El totalitarismo moderno, a diferencia del imperialismo antiguo que nació mediante la guerra y la conquista territorial, ha surgido del convencimiento de las masas. El primer paso es igualar a todo mundo, todos y todas tienen las mismas necesidades y el Estado las va a complacer. Para Hitler, todo alemán requería espacio vital. Por eso era preciso conquistar territorios y sojuzgar a enemigos internos y externos. Si hubiese alemanes que dijesen que no requerían ningún espacio vital para ser felices, serían aplastados. Para Marx, todo asalariado sufre la enajenación del trabajo. Es infeliz porque no es dueño de los frutos de su esfuerzo, porque trabaja para otro. La solución: abolir la propiedad privada, así nadie trabajará para otros y será feliz.
Si un obrero o un campesino manifestasen que esa no es su felicidad, que les gusta ser asalariados, serían vistos como monstruos contrarrevolucionarios con desviaciones burguesas. Deberían ser adoctrinados o eliminados. Mismo patrón: todos son iguales, todos tienen la misma necesidad, yo complazco esas necesidades y deben vivir agradecidos a mi gestión. Ahora el intento es más sutil y universal. Apela a algo más cercano: la salud y la vida. Hay una enfermedad terrible, nadie tiene inmunidad natural, el que se recupera (según María Luisa Ávila) tiene secuelas tremendas que debemos estar atendiendo. Ningún medicamento que puedan adquirir o su propio organismo los salvará.

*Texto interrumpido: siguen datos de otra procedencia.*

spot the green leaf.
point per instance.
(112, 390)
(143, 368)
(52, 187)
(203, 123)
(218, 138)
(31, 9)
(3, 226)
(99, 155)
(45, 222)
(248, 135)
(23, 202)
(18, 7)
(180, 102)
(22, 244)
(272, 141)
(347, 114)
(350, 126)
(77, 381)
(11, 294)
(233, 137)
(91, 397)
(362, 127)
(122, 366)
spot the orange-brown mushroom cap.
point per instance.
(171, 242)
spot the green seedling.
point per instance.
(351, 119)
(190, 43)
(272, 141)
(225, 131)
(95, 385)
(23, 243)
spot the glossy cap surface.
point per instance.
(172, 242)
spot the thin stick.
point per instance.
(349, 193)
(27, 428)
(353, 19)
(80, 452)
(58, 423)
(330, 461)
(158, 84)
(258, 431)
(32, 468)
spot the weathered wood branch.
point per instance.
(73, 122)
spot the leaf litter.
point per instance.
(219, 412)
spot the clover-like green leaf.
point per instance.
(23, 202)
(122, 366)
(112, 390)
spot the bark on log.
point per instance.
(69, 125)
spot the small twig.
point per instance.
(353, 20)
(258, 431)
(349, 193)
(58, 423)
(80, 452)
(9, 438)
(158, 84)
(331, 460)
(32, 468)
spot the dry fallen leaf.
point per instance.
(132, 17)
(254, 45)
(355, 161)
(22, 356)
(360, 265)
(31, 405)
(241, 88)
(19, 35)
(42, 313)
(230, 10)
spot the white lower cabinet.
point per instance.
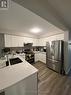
(18, 41)
(27, 86)
(40, 56)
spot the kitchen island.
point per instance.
(19, 79)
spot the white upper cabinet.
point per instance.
(13, 41)
(8, 40)
(18, 41)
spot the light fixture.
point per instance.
(35, 30)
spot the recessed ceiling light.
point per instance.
(35, 30)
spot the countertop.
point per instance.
(15, 73)
(39, 52)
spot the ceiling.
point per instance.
(55, 11)
(21, 20)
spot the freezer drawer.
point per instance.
(54, 65)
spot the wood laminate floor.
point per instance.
(52, 83)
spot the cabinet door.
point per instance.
(8, 40)
(15, 41)
(20, 41)
(42, 57)
(36, 57)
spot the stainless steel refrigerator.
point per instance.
(55, 56)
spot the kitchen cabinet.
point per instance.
(42, 41)
(40, 56)
(18, 41)
(8, 40)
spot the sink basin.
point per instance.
(15, 61)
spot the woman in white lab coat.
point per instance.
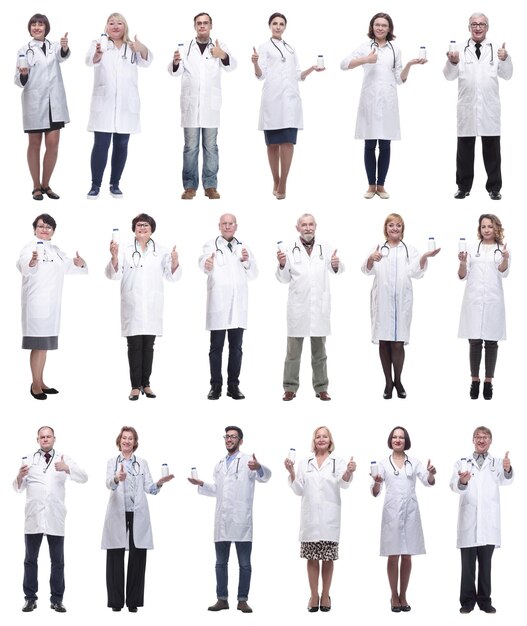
(276, 63)
(378, 114)
(318, 480)
(401, 530)
(127, 522)
(141, 268)
(393, 265)
(482, 319)
(115, 104)
(43, 266)
(44, 107)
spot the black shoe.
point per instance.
(214, 393)
(29, 605)
(233, 391)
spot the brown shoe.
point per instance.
(219, 606)
(244, 607)
(188, 194)
(212, 193)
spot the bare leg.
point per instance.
(327, 576)
(406, 569)
(37, 361)
(393, 578)
(33, 157)
(50, 156)
(312, 576)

La salvación está en tres dosis provistas por el Estado, son gratuitas, salvarán sus vidas y deben vivir eternamente agradecidos por ello. Cualquiera que piense que no requiere las dosis es un anti ciencia, un ignorante, un peligro para la sociedad. Lo que me extraña es que los dueños de empresas privadas, incluidos noticieros y universidades que deberían defender la libertad de expresión y de cátedra, se hayan plegado a este nuevo totalitarismo y hasta fabriquen carrozas para alabarlo.